The density d is equal to {1 + (n - 1)p}ρ.

Explanation:

According to the law of floatation, the cylinder will float in the liquid if the weight of the liquid displaced by it is equal to its weight.

Given:

• $\rho$ = density of first liquid.

• $n\rho$ = density of second liquid.

• L = length of the cylinder.

• d = density of the cylinder.

Let the area of cross-section of the cylinder be A, such that, the weight of the cylinder is given by

$\rm W_c = Mass \times g\\=density \times Volume\times g\\=d\times AL\times g.$

g is the acceleration due to gravity.

Given that the cylinder floats with its axis vertical and length pL(p < 1) in the denser liquid.
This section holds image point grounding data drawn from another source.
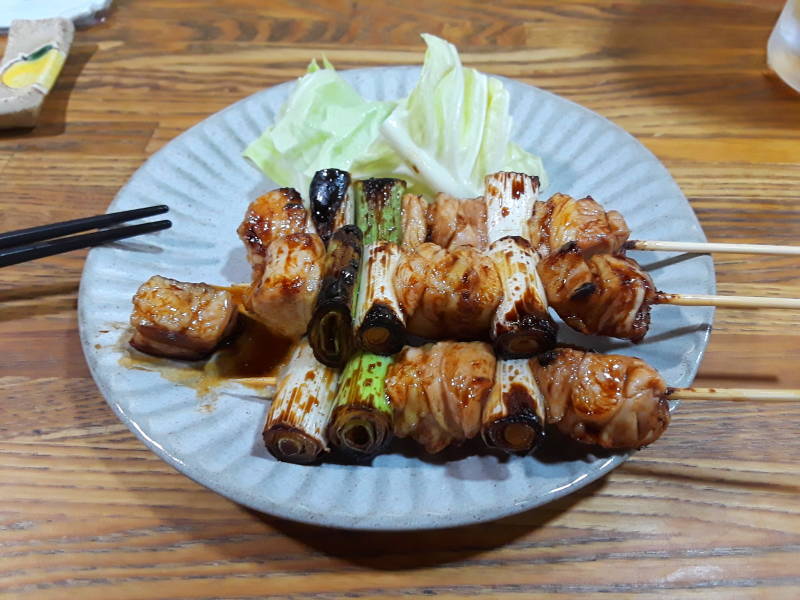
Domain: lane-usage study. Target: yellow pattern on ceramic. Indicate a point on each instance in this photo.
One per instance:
(39, 69)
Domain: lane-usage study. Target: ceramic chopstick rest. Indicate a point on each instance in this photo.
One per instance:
(34, 55)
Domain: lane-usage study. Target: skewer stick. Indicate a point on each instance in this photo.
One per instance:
(726, 301)
(256, 381)
(708, 247)
(690, 393)
(734, 394)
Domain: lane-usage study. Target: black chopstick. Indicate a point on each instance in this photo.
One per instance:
(46, 232)
(13, 256)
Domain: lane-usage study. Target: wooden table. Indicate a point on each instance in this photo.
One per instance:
(712, 510)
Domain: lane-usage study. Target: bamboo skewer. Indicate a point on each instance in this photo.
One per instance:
(689, 393)
(708, 247)
(726, 301)
(256, 381)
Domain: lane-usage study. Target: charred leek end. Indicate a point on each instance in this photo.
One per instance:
(378, 208)
(301, 408)
(361, 425)
(331, 201)
(509, 203)
(331, 328)
(522, 325)
(379, 317)
(515, 413)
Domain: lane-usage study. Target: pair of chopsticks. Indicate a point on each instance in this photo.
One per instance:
(37, 242)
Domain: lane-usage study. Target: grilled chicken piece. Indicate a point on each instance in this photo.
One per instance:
(181, 320)
(415, 227)
(270, 217)
(562, 220)
(283, 297)
(438, 392)
(600, 295)
(609, 400)
(453, 222)
(447, 293)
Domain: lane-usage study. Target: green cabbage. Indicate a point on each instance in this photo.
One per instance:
(452, 130)
(324, 124)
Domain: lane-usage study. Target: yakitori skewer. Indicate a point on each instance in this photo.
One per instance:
(687, 393)
(734, 394)
(711, 247)
(726, 301)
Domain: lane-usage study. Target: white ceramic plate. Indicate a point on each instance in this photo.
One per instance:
(207, 184)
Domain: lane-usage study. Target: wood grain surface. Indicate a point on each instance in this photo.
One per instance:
(711, 510)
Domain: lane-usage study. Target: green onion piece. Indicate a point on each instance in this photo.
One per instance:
(301, 408)
(379, 320)
(331, 328)
(515, 412)
(361, 424)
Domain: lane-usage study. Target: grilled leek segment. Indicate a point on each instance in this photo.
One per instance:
(331, 328)
(380, 321)
(361, 425)
(331, 201)
(521, 326)
(515, 413)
The volume of the denser liquid in which the cylinder is immersed is given by

$\rm V_1 = Cross-sectional\ area\ of\ the\ cylinder \times height\ of\ the\ liquid\\ V_1 = A\times pL.$

The volume of the less denser liquid in which the cylinder is immersed is given by

$\rm V_2 = Cross-sectional\ area\ of\ the\ cylinder \times height\ of\ the\ liquid\\ V_2 = A\times (L-pL) = AL(1-p).$

The weight of the liquids displaced is given by

$\rm W_l = (Mass\ of\ first\ liquid\times g)+(Mass\ of\ second\ liquid\times g)\\W_l=(density\ of\ first\ liquid\times volume\ of\ first\ liquid\times g)+(density\ of\ second\ liquid\times volume\ of\ second\ liquid\times g)\\W_l=n\rho\times V_1\times g+\rho\times V_2 \times g\\=n\rho\times ApL\times g+\rho \times AL(1-p)\times g\\=n\rho ApLg+\rho AL(1-p)g\\=\rho ALg(np+1-p)\\=\rho ALg(1+(n-1)p).$

According to the law of floatation,

$\rm W_c = W_l \\d\times AL\times g=\rho ALg(1+(n+1)p)\\\Rightarrow d = \rho (1+(n-1)p).$

Thus, option (4) is correct.